Future work: estimating biological distances based on optimization

This study has shown that the Avalanche approach has the potential to be applied in discriminating among forest communities. Instead of using the Avalanche approach for assessing biological distances, the transportation model of linear programming may also be suitable for evaluating the biological distance between forest communities, based on the objective to minimize the “cost” of transforming community i into community j:

$$ \min \to \mathrm{Z}=\sum \limits_{\mathrm{i}}^{\mathrm{m}}\sum \limits_{\mathrm{j}}^{\mathrm{n}}{\mathrm{distance}}_{\mathrm{i}\mathrm{j}}\cdot {\mathrm{X}}_{\mathrm{i}\mathrm{j}} $$
(5)

where the distanceij is some measure of the biological distance between species i and j. The Xij are the numbers (or relative proportions) of the different species in communities i and j. The constraints would be the numbers (or relative proportions) of the different species in communities i and j:

\( \sum \limits_{\mathrm{j}}^{\mathrm{n}}{\mathrm{X}}_{\mathrm{i}\mathrm{j}}\le {\mathrm{available}}_{\mathrm{i}} \) and \( \sum \limits_{\mathrm{i}}^{\mathrm{m}}{\mathrm{X}}_{\mathrm{i}\mathrm{j}}\ge {\mathrm{required}}_{\mathrm{j}} \) (6).

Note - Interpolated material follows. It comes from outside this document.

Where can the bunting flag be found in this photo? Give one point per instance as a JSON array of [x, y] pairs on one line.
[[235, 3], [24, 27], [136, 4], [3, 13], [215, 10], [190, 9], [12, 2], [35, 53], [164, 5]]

The potential of this approach will be evaluated in future studies.

Conclusions

This study presents a new method for estimating compositional dissimilarities (distances) between forest communities. Estimates of the biological “distance” are based on the Avalanche concept, using a simple taxonomic hierarchy and species frequencies. To increase the contrast and interpretation of this new approach, compositional dissimilarities of forest communities are also assessed using three more traditional approaches, the Jaccard, Sørensen, and Bray-Curtis community dissimilarity indices. The results suggest that the discriminating Avalanche approach is not redundant but complementary and possibly more meaningful than the existing approaches. Such “distance” estimates could reveal the degree of biological relatedness of forest ecosystems in different regions of the world, estimate the effects of habitat heterogeneity on community composition and diversity, and improve an assessment of the degree of species invasion or anthropogenic disturbance with reference to an assumed potential natural vegetation.